Hace exactamente cincuenta años, con nítida visión de historiadora del arte, Anita Arroyo anotó sobre las artes indígenas de Cuba: “Estas llenarían de asombro al profano que jamás se haya ocupado de estas cosas, haciendo rectificar a no pocos el enorme error del atrasado grado de cultura que, sin fundamento alguno y sí con un total desconocimiento de nuestras civilizaciones primitivas, se les atribuye equivocadamente (...) lo encontrado hasta el presente, que ya es muchísimo (...) bastaría para colmar varias salas (...) de un Gran Museo Nacional”. (1) La realidad de hoy fundamenta la vigencia de lo enunciado.

Si bien es cierto que se han creado diversos museos e instituciones que se dedican al estudio de este tema, no se ha mantenido un apoyo suficiente a las exposiciones.
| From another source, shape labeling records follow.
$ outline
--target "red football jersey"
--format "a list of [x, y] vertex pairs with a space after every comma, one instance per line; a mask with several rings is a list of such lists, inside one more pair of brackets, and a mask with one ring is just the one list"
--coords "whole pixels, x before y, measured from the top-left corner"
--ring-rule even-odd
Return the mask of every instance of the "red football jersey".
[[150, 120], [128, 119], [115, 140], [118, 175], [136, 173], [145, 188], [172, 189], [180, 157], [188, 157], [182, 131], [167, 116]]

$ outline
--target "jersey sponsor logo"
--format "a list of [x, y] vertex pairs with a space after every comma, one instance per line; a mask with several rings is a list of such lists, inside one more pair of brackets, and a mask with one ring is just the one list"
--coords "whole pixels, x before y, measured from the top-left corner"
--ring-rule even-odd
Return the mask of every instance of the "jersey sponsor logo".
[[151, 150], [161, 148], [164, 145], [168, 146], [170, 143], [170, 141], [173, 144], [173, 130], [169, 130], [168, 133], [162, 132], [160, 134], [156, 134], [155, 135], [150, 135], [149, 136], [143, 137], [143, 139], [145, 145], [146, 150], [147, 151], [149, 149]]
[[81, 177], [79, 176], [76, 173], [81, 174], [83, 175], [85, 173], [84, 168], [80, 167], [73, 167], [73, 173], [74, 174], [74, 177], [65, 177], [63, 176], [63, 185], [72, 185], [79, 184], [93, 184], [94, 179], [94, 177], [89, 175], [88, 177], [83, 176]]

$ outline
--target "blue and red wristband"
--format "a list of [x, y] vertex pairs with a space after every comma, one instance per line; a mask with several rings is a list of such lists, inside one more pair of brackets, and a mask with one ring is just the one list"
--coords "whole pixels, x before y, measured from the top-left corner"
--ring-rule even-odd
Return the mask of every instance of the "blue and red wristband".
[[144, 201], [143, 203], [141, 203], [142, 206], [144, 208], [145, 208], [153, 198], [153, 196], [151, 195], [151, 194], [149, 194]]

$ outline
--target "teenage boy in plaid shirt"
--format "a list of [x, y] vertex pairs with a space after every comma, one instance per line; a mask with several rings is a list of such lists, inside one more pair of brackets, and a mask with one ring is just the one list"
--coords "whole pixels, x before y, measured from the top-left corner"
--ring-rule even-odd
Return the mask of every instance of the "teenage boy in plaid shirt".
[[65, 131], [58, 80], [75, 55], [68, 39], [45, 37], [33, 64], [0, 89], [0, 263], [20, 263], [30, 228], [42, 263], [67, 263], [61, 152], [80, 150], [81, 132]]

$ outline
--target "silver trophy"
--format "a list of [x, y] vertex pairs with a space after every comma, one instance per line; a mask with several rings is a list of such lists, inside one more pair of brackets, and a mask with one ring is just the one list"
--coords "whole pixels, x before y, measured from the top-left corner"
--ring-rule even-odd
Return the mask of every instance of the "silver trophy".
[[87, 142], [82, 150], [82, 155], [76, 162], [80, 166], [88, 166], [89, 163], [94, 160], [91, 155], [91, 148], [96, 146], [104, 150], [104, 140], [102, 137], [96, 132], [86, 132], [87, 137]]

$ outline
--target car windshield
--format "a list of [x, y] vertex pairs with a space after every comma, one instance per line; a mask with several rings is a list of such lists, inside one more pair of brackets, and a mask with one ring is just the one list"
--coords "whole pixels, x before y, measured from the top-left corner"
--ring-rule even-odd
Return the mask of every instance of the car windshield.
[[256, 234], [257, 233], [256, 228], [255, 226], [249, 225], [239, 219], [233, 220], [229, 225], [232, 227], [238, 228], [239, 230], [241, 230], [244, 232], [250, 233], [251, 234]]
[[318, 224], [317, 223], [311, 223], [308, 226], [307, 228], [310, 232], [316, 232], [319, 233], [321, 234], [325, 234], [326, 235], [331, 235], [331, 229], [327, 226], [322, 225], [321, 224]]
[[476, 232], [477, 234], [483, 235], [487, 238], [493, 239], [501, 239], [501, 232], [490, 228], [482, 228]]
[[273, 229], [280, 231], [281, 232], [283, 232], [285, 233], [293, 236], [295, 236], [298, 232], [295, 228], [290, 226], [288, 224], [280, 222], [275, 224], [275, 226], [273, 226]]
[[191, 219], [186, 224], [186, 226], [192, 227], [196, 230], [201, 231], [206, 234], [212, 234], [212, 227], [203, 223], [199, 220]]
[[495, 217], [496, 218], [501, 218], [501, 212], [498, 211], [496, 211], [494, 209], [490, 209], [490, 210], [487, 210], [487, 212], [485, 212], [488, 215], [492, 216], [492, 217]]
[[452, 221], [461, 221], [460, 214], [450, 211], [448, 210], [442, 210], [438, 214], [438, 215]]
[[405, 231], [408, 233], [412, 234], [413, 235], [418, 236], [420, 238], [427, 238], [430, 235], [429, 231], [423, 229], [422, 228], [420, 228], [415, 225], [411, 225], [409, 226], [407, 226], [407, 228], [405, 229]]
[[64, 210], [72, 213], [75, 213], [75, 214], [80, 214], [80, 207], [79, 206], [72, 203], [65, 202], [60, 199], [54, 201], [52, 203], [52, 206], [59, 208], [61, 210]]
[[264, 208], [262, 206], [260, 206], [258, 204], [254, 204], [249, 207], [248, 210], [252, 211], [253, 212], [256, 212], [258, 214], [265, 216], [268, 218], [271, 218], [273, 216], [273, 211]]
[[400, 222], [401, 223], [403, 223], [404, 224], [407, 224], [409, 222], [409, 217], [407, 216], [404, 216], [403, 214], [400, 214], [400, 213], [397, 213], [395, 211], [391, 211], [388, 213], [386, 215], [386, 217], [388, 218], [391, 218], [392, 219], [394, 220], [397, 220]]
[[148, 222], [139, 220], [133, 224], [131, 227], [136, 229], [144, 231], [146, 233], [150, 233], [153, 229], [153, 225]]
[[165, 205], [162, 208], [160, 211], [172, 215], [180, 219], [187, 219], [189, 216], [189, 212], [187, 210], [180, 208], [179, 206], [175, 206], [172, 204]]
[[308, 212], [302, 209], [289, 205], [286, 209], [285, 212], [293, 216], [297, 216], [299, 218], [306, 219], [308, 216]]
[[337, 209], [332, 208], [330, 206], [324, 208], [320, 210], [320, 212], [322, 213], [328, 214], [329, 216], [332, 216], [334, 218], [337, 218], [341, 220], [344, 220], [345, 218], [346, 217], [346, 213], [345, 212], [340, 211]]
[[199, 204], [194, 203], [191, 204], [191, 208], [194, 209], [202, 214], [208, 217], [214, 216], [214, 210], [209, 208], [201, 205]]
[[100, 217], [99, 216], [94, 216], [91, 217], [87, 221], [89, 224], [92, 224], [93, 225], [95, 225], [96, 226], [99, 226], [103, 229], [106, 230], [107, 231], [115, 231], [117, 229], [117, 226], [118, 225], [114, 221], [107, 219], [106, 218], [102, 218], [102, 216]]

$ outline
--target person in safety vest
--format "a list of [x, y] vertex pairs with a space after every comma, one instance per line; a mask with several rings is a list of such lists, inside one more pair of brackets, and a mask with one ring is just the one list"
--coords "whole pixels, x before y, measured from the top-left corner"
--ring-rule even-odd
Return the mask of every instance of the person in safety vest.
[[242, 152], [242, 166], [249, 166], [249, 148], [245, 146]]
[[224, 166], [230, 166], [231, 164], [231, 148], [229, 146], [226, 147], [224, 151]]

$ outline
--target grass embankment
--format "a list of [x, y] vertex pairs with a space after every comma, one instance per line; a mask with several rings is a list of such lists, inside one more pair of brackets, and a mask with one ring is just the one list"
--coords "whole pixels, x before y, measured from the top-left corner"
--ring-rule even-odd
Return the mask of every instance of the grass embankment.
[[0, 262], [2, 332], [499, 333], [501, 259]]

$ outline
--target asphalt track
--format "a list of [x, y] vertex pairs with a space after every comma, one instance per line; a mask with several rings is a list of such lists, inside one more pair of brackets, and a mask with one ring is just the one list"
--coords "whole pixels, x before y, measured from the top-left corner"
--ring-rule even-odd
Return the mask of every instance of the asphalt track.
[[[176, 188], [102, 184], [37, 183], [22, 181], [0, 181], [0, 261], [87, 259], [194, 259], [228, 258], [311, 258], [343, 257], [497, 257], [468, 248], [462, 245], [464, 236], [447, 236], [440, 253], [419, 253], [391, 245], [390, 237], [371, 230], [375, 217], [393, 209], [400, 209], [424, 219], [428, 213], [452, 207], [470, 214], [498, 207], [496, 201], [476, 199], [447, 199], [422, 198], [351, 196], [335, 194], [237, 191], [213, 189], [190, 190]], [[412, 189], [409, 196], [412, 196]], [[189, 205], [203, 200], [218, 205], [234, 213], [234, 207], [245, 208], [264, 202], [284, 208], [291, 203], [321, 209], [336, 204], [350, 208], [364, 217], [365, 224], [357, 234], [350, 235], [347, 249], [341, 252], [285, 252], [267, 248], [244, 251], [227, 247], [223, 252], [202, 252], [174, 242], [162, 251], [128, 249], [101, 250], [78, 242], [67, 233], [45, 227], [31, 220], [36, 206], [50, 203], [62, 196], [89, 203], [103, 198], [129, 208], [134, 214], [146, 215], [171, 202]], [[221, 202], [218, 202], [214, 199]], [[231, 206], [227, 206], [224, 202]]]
Tómese en cuenta que el Museo Antropológico Montane de la Universidad de La Habana consta de solo una sala, donde se expone una mínima parte de su colección. A pesar de la bien intencionada división cultural de las piezas arqueológicas que atesora y de las obras de un arte indígena mayor, no pasa de ser un gabinete a manera de almacén, de aquellos que formaron la base de una historia de la museística, totalmente ajeno a las más novedosas técnicas y criterios contemporáneos de un museo. Esta institución, si bien al inicio fue aumentando su colección, no creció su espacio expositivo. Se oscureció el trabajo de divulgación y comenzó a pasar inadvertido para los medios de difusión masiva, tanto en el orden cultural como en el científico.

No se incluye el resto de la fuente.